1) We create some simple example spectra.
```r
#' R session:
library(Spectra)
library(SpectriPy)
#' Create a Spectra object with two MS2 spectra for Caffeine.
caf <- DataFrame(
msLevel = c(2L, 2L),
name = "Caffeine",
precursorMz = c(195.0877, 195.0877)
)
caf$intensity <- list(
c(340.0, 416, 2580, 412),
c(388.0, 3270, 85, 54, 10111))
caf$mz <- list(
c(135.0432, 138.0632, 163.0375, 195.0880),
c(110.0710, 138.0655, 138.1057, 138.1742, 195.0864))
caf <- Spectra(caf)
#' Create a Spectra object with two MS2 spectra for 1-Methylhistidine
mhd <- DataFrame(
msLevel = c(2L, 2L),
precursorMz = c(170.0924, 170.0924),
id = c("HMDB0000001", "HMDB0000001"),
name = c("1-Methylhistidine", "1-Methylhistidine"))
mhd$mz <- list(
c(109.2, 124.2, 124.5, 170.16, 170.52),
c(83.1, 96.12, 97.14, 109.14, 124.08, 125.1, 170.16))
mhd$intensity <- list(
c(3.407, 47.494, 3.094, 100.0, 13.240),
c(6.685, 4.381, 3.022, 16.708, 100.0, 4.565, 40.643))
mhd <- Spectra(mhd)
```
2) We calculate pairwise similarities between all spectra defined above and
those of caffeine using *Spectra*'s built-in `compareSpectra()` function.
```r
#' R session:
all <- c(caf, mhd)
res_r <- compareSpectra(all, caf)
res_r
```
3) We calculate the similarity using the *CosineGreedy* function from *matchms*,
changing the `tolerance` to a value of `0.05` (instead of the default `0.1`).
```r
#' R session:
res <- compareSpectriPy(all, caf, param = CosineGreedy(tolerance = 0.05))
res
```
As a result `compareSpectriPy()` returns also a numeric matrix of similarities.

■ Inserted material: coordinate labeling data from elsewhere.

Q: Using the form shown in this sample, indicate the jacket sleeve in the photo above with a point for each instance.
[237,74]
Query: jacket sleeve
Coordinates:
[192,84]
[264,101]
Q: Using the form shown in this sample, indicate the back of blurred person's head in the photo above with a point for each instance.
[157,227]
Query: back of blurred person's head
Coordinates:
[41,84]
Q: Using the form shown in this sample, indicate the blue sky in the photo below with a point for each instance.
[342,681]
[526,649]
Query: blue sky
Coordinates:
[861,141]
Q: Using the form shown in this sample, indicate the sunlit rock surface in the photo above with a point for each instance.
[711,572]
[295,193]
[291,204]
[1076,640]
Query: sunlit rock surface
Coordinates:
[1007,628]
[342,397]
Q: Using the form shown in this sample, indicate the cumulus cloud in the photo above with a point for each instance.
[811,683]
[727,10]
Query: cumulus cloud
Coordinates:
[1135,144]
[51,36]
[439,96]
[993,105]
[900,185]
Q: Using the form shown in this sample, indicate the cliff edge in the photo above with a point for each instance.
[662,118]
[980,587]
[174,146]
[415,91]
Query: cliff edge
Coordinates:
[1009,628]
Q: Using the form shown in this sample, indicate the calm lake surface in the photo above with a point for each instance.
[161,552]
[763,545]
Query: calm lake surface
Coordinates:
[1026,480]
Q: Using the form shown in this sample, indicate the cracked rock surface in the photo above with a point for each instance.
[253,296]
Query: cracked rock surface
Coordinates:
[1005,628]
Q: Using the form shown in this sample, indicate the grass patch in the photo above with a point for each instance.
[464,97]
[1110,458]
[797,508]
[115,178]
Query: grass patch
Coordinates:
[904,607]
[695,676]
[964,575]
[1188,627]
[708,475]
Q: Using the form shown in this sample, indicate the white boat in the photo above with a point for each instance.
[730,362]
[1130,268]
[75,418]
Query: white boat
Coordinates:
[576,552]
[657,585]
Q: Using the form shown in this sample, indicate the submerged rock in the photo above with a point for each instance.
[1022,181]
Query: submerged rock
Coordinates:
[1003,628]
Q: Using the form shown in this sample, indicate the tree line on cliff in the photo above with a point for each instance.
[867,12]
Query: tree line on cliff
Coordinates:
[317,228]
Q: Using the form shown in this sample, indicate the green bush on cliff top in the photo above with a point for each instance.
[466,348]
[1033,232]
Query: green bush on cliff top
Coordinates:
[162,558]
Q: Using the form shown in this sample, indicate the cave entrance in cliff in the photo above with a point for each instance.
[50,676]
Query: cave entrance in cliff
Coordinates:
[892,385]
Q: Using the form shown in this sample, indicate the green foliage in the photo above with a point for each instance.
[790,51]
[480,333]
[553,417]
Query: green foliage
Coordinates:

Note also that the first `compareSpectriPy()` call takes usually a little longer
because the Python setup has to be initialized.
# Documentation for developers
See the [developer notes](devnotes.md).
## Contributions
Contributions are highly welcome and should follow the [contribution
guidelines](https://rformassspectrometry.github.io/RforMassSpectrometry/articles/RforMassSpectrometry.html#contributions).
General information on the package structure and some helpful pointers are given
in the [developer notes](devnotes.md) document. Also, please check the
[coding style
guidelines](https://rformassspectrometry.github.io/RforMassSpectrometry/articles/RforMassSpectrometry.html#coding-style)
and importantly, follow our [code of
conduct](https://rformassspectrometry.github.io/RforMassSpectrometry/articles/RforMassSpectrometry.html#code-of-conduct).
# License
See the [DESCRIPTION](DESCRIPTION) and [LICENSE](LICENSE) file.